The governments of the French-speaking region asked the Belgian ambassador in Tripoli to ask Libyan authorities how the weapons have been used, said Christopher Barzal, spokesman for Wallonia's regional leader Rudy Demotte.
Wallonia gave an export license to Liege-based FN Herstal for the sale of 367 F2000 assault rifles, 367 P90 submachine guns, 367 Five-Seven handguns, 20 Minimi light machine guns, 22,000 rifle grenades and 1.134 million rounds of ammunition for these weapons, for a total value of 6.9 million euros.
The license also authorised the sale of 2,000 FN 303, a compressed-air gun that fires projectiles which, according to the firm's website, can be used to stop a "hostile but unarmed individual or group" among other things.
The sale of these so-called "less-lethal" weapons was valued at 5.3 million euros.
The final use certificate states that the weapons are for the exclusive use of the Libyan army's 32nd elite forces battalion for a mission to protect "humanitarian aid convoys to Darfur", Barzal said.

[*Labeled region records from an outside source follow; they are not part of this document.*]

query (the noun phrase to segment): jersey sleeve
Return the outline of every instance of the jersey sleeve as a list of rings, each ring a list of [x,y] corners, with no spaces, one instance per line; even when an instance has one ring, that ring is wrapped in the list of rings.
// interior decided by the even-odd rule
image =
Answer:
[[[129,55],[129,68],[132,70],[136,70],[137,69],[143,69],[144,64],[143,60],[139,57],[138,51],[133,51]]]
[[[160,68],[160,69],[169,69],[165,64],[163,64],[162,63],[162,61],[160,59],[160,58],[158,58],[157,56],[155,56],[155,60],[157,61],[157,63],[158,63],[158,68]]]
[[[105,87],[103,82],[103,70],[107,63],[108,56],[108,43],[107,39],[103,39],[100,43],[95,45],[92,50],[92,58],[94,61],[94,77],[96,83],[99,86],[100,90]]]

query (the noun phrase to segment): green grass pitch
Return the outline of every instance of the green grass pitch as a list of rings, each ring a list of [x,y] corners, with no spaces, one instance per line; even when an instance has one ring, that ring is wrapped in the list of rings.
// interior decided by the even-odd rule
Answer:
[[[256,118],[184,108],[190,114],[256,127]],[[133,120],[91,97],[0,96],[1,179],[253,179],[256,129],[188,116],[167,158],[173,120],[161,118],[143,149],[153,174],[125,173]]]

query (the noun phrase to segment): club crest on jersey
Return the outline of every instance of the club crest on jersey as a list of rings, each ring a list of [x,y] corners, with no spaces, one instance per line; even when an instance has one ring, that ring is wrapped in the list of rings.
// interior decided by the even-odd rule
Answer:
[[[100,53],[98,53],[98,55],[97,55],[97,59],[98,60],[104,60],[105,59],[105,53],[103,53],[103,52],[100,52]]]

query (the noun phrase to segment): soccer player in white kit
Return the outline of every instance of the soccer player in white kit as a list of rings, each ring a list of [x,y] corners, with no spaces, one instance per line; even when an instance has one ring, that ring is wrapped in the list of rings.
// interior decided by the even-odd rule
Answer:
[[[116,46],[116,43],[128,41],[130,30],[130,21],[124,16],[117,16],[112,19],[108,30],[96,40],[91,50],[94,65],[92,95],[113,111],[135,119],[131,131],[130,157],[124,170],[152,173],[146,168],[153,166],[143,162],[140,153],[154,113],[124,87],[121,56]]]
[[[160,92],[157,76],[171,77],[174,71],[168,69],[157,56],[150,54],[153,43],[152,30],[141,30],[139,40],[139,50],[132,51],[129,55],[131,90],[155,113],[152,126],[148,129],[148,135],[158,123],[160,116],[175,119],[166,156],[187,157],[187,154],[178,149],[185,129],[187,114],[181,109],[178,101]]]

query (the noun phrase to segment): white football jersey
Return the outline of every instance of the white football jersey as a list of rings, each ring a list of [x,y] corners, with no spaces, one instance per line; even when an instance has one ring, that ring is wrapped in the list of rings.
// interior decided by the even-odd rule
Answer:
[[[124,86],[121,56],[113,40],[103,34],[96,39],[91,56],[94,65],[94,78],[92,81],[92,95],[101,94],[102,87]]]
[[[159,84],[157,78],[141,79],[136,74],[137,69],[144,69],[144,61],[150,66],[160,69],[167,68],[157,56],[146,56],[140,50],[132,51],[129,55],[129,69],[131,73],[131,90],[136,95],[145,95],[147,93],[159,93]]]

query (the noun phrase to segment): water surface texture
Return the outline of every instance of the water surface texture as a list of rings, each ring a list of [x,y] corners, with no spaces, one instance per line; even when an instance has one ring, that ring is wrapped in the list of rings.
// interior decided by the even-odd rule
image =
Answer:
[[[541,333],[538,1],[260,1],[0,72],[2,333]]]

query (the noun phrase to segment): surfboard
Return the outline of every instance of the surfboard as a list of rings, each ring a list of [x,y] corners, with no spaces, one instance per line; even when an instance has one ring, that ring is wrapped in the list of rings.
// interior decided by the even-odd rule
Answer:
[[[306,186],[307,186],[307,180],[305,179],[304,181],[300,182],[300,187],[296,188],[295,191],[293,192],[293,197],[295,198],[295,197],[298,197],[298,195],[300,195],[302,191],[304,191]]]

The Belgian Human Rights League expressed fears that the weapons could have been used by the regime of Libyan leader Moamer Kadhafi to repress anti-government protests, but it admitted it had no proof.
"The probability is very low, but we have asked the ambassador to verify urgently," Barzal said.
The European Union lifted an arms embargo on Libya in 2004.
In Belgium's decentralised political system, the regions are responsible for approving licenses for arm exports.